L’intégration sociale lui tient également à coeur, et elle espère qu’à la fin de son mandat tous les enfants handicapés pourront être scolarisés dans l’école proche de leur domicile. »On voit davantage d’aveugles, de personnes en fauteuil roulant, de personnes âgées avec leur déambulateur. Parce qu’on a élargi le trottoir, aménagé la voirie. Parfois, il y a des remarques dans la presse locale, sur un abaissé de trottoir trop pentu par exemple. Alors je vais vérifier sur le terrain, j’explique aux services techniques comment on fait un transfert, je montre les risques et les dangers. Je confie aux autres mon fauteuil roulant pour qu’ils expérimentent à ma place, montent une pente ».
Cela l’a conduit notamment à placer l’Architecte des Bâtiments de France sur les pavés du parvis du château dans lequel François Ier est né. « Les gens ont peur du fauteuil roulant, ils craignent qu’il ne porte malheur ! Parfois, il faut que je me fâche, d’abord parce que je suis une femme, et en plus handicapée… La ville a fait l’acquisition d’une boucle magnétique mobile pour équiper la salle de conférences et de spectacles : il a fallu convaincre que c’était normal, que cela correspondait à l’autonomie d’un spectateur ou d’un participant malentendant. Il a fallu persuader l’équipe municipale d’aménager un élévateur fauteuil pour cette salle, installer des places pour les personnes en fauteuil et un élévateur mobile afin qu’elles puissent accéder à la scène. On a du mal à avoir ce déclic. Le handicap est encore tabou, caché, les gens ne demandent rien, comme il y a 50 ans. Et beaucoup passent à côté des soutiens et des aides. Mais ce qui les intéresse, c’est d’obtenir la carte de stationnement, même pour un léger handicap… »

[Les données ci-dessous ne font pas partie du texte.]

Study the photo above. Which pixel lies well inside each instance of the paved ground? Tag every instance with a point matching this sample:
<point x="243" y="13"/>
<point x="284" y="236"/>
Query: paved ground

Annie-Claude Poirat n’envisage toutefois pas de faire carrière : « Je préfère donner à ma ville. Est-ce que je resterai au Conseil Municipal après 2014 ? Ça dépendra des électeurs… et de la sclérose en plaques. Actuellement, je sens une poussée de la maladie, que je retiens, pour la traiter après les fêtes et l’élaboration du budget municipal. » Le devoir avant tout…
Propos recueillis par Laurent Lejard, décembre 2010.